All in all, for a holiday that seems so free-wheeling when it’s in motion, Festival is highly ritualized. But really, the most important rules are these:

  1. Do not ask names.
  2. Do not give names.
  3. What happens at Festival stays at Festival.

And so a particular sort of holiday has come to be. I mean, just try to imagine if Vulcans were allowed to cut loose and do whatever they want for two days and three nights, no judgment, no repercussions, none of the usual rules about controlling their emotions.

spock

Now that’s a party.

75%: Let’s meet Lanas

From the Kickstarter fundraising campaign for Trajelon: The Way of the Falling Star Book 2, Saturday March 7th 2020:

Are you excited? I’m excited. Because we’ve got over a week left and only $904 still to raise now. We’re at 75% funded right this minute. The end is in sight!

When we cross the $3200 mark and have only $500 left to go, I will show you the absolutely stunningly gorgeous Autumn Festival masks that it was my joy to make for my two big backers of Mornnovin. And to be honest I almost can’t wait to show you, because they might just be the most beautiful things I’ve ever made.

Today I’m going to present another character we met in Mornnovin who didn’t get his own introduction during the last fundraiser, but who is very important to our heroine.

Friends, meet Lanoralas Galvan (Lah-NOR-ah-lahs GAHL-vahn.)

Lanoralas

I don’t know who this is. Hair model? Couldn’t find a name. But that sure is some hair.

A few days ago, we met the vivacious Víara Galvan; Lanoralas is her uncle, but he’s actually not all that much older than her.

From a young age, Lanas has been a prodigy with a blade. He studied at the prestigious Voromé School of Combat, following the time-honored curriculum established by its illustrious founder, but honestly he was teaching his teachers from pretty early on. It has always been like the sword is a living extension of his own flesh.

Far from being haughty about this, or seeking to use his prowess to bully or gain power, Lanas has always been a calm, quiet, steadying influence on everyone around him. He knows who he is and what he wants out of life (which is honestly just to hone the skill of his body and the discipline of his mind) and has no need to prove anything to anyone.

Because of that – and because of the loyalty he showed during a crucial time in young Tomanasíl Maiantar’s regency – he was the obvious choice to fill the vacant position when the old Captain of the Guard retired. Despite his youth at the time of the appointment, he has been nothing but a responsible professional from his first day in the post.

Except, arguably, after Loralíenasa Raia showed up in his life.

When the young princess wished to learn swordfighting, Lanas was again the obvious choice to be her teacher both for his excellence, and for his good humor and unruffled demeanor. Her guardian felt that Lanas would be a good influence on her. It… seems to have gone in the other direction. Lanas somehow finds himself having to do the occasional foolish thing under her headstrong influence. And even though he has to put up a show of being the face of law and order, he doesn’t actually mind all that much. Having an excuse to enact a tiny rebellion now and then is good for the soul. Besides, sometimes the rules are wrong.

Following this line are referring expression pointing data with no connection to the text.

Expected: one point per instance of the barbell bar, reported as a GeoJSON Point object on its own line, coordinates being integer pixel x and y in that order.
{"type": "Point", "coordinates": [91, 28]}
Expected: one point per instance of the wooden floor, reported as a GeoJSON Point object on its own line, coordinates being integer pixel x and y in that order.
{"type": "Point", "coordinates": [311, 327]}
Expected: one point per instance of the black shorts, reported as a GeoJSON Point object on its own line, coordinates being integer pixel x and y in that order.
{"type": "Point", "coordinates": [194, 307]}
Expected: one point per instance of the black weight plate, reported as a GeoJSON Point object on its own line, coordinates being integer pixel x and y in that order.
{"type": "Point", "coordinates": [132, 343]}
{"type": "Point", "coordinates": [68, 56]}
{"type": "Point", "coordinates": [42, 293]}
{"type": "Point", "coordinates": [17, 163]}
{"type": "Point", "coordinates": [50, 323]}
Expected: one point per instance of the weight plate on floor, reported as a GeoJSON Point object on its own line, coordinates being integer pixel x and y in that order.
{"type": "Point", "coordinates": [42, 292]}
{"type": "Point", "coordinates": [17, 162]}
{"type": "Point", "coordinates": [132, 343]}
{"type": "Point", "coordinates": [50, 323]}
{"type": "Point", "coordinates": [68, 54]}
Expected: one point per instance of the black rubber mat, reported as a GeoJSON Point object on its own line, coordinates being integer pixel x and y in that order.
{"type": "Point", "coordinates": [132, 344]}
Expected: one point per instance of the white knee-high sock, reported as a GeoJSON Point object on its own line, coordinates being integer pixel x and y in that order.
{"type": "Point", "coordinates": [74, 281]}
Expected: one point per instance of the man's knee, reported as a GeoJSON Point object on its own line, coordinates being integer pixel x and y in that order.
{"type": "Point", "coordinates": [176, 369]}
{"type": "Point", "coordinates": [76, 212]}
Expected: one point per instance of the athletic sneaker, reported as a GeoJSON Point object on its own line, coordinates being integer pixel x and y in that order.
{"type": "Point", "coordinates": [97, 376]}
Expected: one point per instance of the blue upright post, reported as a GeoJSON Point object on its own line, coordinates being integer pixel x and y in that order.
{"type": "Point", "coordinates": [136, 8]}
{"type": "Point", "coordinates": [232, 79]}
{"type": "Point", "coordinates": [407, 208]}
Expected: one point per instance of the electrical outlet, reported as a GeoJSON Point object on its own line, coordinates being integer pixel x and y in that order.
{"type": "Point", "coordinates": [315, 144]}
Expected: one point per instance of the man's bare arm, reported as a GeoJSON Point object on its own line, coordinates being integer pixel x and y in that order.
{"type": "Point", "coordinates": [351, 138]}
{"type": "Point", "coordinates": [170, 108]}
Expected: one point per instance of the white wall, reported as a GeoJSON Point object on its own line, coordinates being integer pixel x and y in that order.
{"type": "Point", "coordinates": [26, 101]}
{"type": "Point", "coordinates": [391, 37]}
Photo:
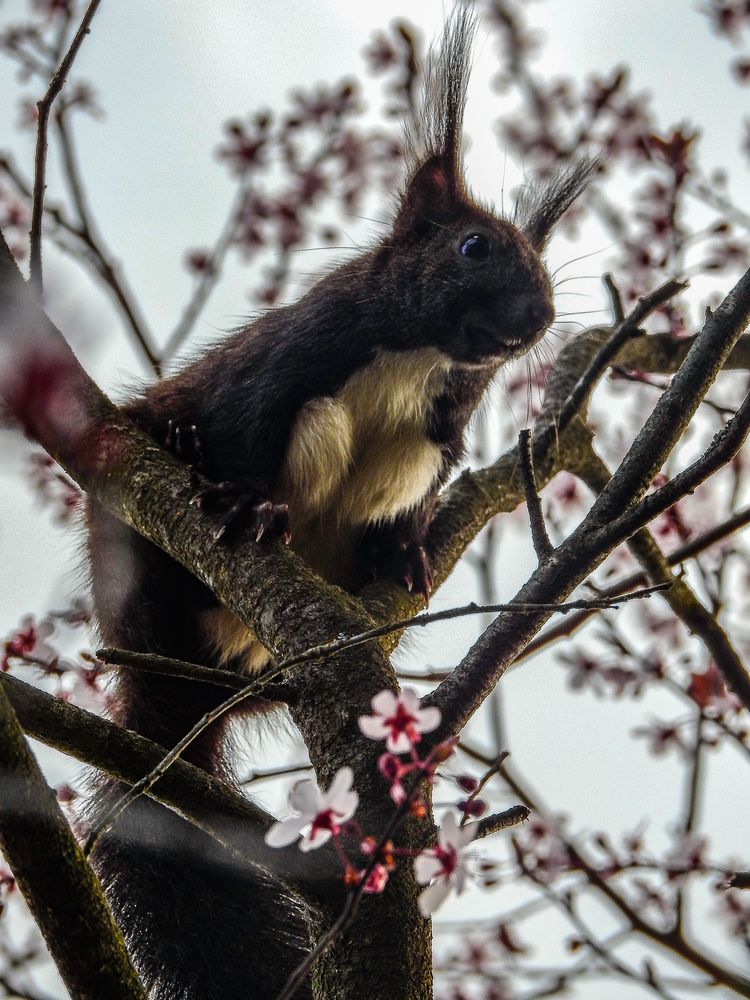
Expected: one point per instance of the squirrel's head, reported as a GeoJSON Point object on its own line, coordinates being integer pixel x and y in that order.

Loralíenasa and Lanoralas have never had anything but tremendous fondness – even love – for one another. (He was briefly her first romantic fling before they mutually agreed they didn’t have that sort of relationship.) There’s really no one she trusts more, except perhaps Naoise Raynesley.

Lanas is into swordfighting (obviously), proper sword care, physical training, military history, the elven strategy board game sují, and attending the occasional horse race. He values loyalty, friendship, courage, competence, and a healthy sense of humor, and strives to live these qualities himself.